Posted Aug 8, 2015 7:24 UTC (Sat) by petergeoghegan (guest, #84275) [Link] (1 responses)

strxfrm() blobs are usually a little over 3 times as large as the original strings with glibc. As I go into in my blog post about abbreviated keys, this is because there are multiple "levels" (at least 3) in the blob, demarcated by sentinel bytes, whose order relative to each other relates to how heavily some aspect of a code point should be weighed. For example, with Latin scripts, primary alphabetical ordering is represented at the primary level (case and punctuation are represented at subsequent levels). You get a far higher concentration of entropy in the first 8 bytes than (say) the last 8 bytes. Sometimes that concentration is much higher than you'd expect, since (for example) whitespace and diacritics are also not represented at the primary weight level. Also, by just comparing the first 8 bytes, a significant amount of pointer chasing is avoided (other indirection is avoided too).

The idea that strxfrm() is not generally useful seems dubious, even leaving aside a technique like abbreviated keys. It's in the C standard. And Certainly, ICU offers something that's similar but very much more advanced. The glibc docs strongly suggest using strxfrm() where the space overhead is acceptable during a sort of a non-trivial number of strings.

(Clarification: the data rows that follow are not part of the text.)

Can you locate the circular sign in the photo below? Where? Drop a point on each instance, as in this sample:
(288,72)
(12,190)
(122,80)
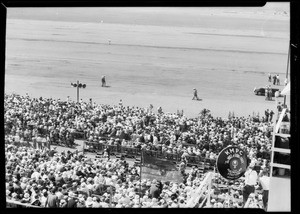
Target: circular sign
(232,162)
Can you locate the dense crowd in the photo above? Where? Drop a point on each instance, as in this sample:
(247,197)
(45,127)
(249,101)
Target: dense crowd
(67,180)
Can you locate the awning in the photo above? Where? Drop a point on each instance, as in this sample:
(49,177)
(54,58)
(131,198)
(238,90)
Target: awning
(286,90)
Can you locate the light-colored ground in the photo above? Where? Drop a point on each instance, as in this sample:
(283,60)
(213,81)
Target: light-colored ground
(156,55)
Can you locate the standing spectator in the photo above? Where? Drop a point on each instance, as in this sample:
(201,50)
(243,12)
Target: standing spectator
(267,92)
(103,81)
(250,182)
(264,180)
(52,199)
(267,115)
(274,79)
(271,115)
(71,203)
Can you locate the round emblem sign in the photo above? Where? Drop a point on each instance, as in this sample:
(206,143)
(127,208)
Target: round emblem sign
(232,163)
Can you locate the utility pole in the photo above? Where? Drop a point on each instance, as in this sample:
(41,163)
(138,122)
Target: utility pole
(287,69)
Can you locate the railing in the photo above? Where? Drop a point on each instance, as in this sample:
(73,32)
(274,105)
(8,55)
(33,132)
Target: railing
(132,152)
(16,204)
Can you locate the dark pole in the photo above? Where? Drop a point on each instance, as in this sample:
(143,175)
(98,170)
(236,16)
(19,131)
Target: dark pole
(77,91)
(141,176)
(287,70)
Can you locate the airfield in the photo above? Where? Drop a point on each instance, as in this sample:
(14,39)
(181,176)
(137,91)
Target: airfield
(150,55)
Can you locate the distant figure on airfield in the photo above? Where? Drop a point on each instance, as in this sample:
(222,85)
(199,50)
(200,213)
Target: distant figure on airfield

"Big data" features coming in PostgreSQL 9.5

Posted Aug 9, 2015 12:20 UTC (Sun) by nix (subscriber, #2304) [Link]

I think the abbreviation is helpful but perhaps not the primary reason why strxfrm() works here but not for sort(1). The biggest problem with strxfrm() is that the blobs are so much larger than the input that the dcache hit simply ruins builds and comparisons using it: you blow the dcache building the blobs and then blow it again using them. Hence the cutover point from cache-dominated to memory-dominated comes much earlier when you're using strxfrm() blobs than when you're using straight strcoll(), which is a killer for things like sort(1) which are massively affected by cache, and repeatedly so, and tries to avoid hitting the disk.

Index building... is of a different order. The memory hierarchy is less important, because everything is hitting the disk anyway, and because you abbreviate the blobs their horrendous size is reduced to something well below one cacheline for every blob.

(This has been a genuine guess: no numbers or experiments were conducted and no strxfrm() blobs were harmed in the making of this post. But I have tried to use strxfrm() before, myself, long ago, and come to similar conclusions back then, though it was the Solaris strxfrm() bugs that really killed that idea.)